I read and interpret these boring documents so you don’t have to.

On April 16 the IRS released Notice 2024-35 providing updated guidance on the “10 -year rule” that outlines how Required Minimum Distributions (RMD) must be taken from inherited IRA/401k/403b/etc. However, this year’s notice did state that final regulation rulings would be coming for RMDs beginning on or after January 1, 2025.

Purpose of These Updates

This need for guidance can be traced back to the 2019 enactment of the SECURE Act.  While this act had many changes, one of the more impactful ones was the removal of “Stretch IRAs” and the elongated withdrawal periods that inheritors could take.

Prior to SECURE, any beneficiary of a retirement account could ‘stretch’ the required minimum distributions across their lifetime (according to an IRS table).  For younger heirs, this means they could take extremely small distributions while the account stayed invested and could continue to compound tax deferred.  When this heir would pass away they could even pass the IRA on and continue this stretch.

In order to stop this extended tax deferral, the SECURE Act limited who would be able to use this stretch provision.  In my best attempt to humanize some of this legalese verbiage it can be summarized as such;

IRA owners who died after January 1, 2020, only specific beneficiaries (Eligible Designated Beneficiaries is the term they use) can stretch across their lifetime.  The rest need to take the entire balance within 10 years of death.  The specific beneficiaries who can stretch are;

  • Surviving Spouses (spouses have additional benefits for a separate conversation)

  • Children under 18

  • Individuals with Disabilities

  • Chronically Ill heirs

  • Heirs who are less than 10 years younger than the deceased

Confusion Always

However, in February of 2022, the IRS decided to make things more complicated than they already were.  This is so unlike them!

Their proposed changes would state that if the deceased had already begun their Required Minimum Distributions while living, the inheritor would be required to, at a minimum, take that RMD for years 1-9 then the remainder of the whole account in year 10.  This can make tax planning very difficult for many beneficiaries as many people inherit these accounts in some of their highest earning years and any additional income can make tax bills hard to plan for.  On top of this, the confusion puts them at risk of needing to pay a penalty if they did this math wrong.

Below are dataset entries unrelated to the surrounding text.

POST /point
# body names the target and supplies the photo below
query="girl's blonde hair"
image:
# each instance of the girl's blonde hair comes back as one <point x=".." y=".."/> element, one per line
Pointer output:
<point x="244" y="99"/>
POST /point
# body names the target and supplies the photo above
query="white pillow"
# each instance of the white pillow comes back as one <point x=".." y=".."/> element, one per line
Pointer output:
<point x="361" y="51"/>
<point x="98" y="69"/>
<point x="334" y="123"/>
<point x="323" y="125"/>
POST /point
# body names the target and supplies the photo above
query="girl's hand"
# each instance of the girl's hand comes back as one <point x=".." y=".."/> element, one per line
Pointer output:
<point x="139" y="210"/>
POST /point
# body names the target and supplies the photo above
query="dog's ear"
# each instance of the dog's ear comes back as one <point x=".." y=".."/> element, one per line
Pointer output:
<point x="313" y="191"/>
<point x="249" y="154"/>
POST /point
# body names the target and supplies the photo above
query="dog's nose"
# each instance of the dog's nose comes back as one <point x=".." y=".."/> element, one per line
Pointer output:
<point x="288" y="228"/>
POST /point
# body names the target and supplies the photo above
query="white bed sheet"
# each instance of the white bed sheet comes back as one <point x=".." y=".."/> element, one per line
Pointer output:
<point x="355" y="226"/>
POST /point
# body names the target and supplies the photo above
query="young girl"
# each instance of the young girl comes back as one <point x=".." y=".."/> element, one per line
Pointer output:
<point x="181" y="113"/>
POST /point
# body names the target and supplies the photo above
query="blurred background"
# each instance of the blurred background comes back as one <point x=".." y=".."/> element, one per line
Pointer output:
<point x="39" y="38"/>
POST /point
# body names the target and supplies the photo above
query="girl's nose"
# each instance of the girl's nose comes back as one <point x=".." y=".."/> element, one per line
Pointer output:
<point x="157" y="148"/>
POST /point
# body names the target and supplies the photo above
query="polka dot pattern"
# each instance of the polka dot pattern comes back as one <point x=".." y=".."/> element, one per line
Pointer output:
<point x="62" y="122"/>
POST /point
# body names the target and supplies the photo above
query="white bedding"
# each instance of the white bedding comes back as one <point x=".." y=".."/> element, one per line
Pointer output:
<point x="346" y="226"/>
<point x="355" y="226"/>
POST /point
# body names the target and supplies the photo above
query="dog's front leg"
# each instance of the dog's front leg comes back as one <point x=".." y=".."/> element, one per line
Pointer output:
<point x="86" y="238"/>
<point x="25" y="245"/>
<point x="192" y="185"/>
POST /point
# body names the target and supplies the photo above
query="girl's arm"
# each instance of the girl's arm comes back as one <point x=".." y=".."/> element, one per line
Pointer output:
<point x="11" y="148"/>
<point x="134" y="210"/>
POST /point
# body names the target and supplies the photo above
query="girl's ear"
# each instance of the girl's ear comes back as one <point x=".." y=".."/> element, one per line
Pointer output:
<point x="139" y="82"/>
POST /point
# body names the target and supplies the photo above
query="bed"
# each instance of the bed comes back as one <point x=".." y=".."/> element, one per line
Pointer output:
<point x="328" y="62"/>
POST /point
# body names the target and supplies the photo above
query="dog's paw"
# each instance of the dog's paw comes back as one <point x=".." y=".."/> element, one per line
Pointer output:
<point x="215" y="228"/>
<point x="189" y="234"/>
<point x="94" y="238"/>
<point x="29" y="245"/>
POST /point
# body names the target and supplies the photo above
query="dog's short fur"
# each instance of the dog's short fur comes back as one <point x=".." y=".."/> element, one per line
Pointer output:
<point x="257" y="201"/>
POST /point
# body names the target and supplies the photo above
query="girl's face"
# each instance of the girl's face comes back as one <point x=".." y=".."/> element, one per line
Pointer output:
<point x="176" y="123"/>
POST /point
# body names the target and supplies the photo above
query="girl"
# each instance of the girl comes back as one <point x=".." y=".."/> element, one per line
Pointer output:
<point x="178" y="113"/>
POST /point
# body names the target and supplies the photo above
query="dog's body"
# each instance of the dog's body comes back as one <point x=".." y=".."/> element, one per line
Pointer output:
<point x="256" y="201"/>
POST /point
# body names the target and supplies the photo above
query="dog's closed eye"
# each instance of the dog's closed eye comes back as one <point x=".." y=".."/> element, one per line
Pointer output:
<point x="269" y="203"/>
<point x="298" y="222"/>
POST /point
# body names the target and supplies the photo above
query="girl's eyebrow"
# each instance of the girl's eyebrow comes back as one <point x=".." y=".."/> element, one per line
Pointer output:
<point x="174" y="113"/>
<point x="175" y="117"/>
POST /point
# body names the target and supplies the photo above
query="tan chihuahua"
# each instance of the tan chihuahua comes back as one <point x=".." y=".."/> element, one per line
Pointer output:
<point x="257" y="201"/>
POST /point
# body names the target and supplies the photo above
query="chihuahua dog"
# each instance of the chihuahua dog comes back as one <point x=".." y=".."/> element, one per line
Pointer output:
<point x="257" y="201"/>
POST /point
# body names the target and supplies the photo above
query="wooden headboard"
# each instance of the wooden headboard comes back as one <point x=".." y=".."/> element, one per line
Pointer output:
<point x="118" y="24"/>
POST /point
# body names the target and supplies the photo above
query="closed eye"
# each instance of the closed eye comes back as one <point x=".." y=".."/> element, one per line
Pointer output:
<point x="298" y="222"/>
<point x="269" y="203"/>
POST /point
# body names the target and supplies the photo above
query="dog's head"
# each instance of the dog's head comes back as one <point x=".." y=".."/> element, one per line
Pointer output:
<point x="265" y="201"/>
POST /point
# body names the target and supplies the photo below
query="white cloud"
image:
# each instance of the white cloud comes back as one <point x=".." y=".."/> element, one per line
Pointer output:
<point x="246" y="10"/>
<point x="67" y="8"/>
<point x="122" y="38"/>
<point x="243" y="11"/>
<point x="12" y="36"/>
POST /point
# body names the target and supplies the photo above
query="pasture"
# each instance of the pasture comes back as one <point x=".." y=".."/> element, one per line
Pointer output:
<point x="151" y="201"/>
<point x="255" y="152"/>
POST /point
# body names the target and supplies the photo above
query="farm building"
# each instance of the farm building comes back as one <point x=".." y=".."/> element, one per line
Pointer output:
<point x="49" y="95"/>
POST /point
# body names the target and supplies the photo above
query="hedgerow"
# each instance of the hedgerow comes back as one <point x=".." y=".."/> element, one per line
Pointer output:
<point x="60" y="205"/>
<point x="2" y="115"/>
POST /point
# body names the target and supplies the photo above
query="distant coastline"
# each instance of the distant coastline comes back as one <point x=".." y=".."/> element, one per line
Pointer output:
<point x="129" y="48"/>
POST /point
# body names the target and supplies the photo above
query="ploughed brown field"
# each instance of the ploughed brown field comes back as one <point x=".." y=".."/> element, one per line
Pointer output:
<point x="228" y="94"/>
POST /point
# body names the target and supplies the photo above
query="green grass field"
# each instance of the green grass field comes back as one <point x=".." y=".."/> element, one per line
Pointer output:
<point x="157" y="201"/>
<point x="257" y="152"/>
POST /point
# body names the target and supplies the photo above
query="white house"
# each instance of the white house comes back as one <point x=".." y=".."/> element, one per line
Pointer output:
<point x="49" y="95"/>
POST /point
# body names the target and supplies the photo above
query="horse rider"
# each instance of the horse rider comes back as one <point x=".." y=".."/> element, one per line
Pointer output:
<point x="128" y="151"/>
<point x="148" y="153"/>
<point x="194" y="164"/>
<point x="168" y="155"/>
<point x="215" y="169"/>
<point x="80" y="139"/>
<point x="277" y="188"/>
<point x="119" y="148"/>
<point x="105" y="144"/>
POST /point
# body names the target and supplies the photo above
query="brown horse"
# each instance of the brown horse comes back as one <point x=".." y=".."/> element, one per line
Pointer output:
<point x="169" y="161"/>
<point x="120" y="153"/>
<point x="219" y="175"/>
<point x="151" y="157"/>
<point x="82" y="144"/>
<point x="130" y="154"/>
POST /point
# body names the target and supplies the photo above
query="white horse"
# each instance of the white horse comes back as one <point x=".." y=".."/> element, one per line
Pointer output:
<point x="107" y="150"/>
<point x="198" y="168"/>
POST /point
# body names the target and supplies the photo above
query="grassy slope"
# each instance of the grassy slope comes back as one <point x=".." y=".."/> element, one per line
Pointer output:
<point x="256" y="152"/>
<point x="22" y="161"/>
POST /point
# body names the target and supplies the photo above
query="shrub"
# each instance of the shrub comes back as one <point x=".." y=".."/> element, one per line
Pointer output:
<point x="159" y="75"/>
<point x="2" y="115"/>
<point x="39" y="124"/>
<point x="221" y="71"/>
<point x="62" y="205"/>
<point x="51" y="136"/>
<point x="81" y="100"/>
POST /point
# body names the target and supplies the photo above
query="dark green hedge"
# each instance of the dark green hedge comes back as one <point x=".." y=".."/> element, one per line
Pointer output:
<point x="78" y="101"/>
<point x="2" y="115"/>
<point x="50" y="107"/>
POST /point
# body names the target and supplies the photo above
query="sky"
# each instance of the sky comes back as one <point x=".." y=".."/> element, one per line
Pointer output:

Immediately after this proposed change went public, there was a slurry of confusion and feedback from tax filers and advisors.  Just 6 months later the IRS announced waiving of enforcement of those that missed the RMD for 2021 and 2022.  This waiver indicated that they would issue final regulation for the 2023 tax year but, you guessed it, 2023 rolled around and they pushed it back another year, instead issuing an additional waiver.  Now we are in 2024 and have again received this waiver.  As I mentioned earlier, this notice does say there will be final regulation issued by the end of the year.  I am inclined to believe them this time as the Tax Cuts and Jobs Act (2017) is set to sunset at the end of 2025 and they will want final regulation before this occurs.

Delaying Might Not Always be Best

In summary, this continued delay via IRS waivers means that beneficiaries who inherited retirement accounts in 2020 and beyond will not be required to take minimum distributions until 2025 (if at all).  Still, it might make sense for some inheritors to take distributions now and split up the tax hit over 10 years versus all at once in year 10.  If TCJA sunsets in 2026, top end tax rates will go up several % points.  It also may keep you in a lower bracket instead of bumping into this top bracket a decade from now.

The other side of the coin is that some inheritors might be 5-10 years out from their own retirement and holding off will allow them to take these distributions after their income is low.  For these inheritors it is a positive to be able to push this off.

As always, we will continue to keep you updated as we monitor IRS guidance across all topics.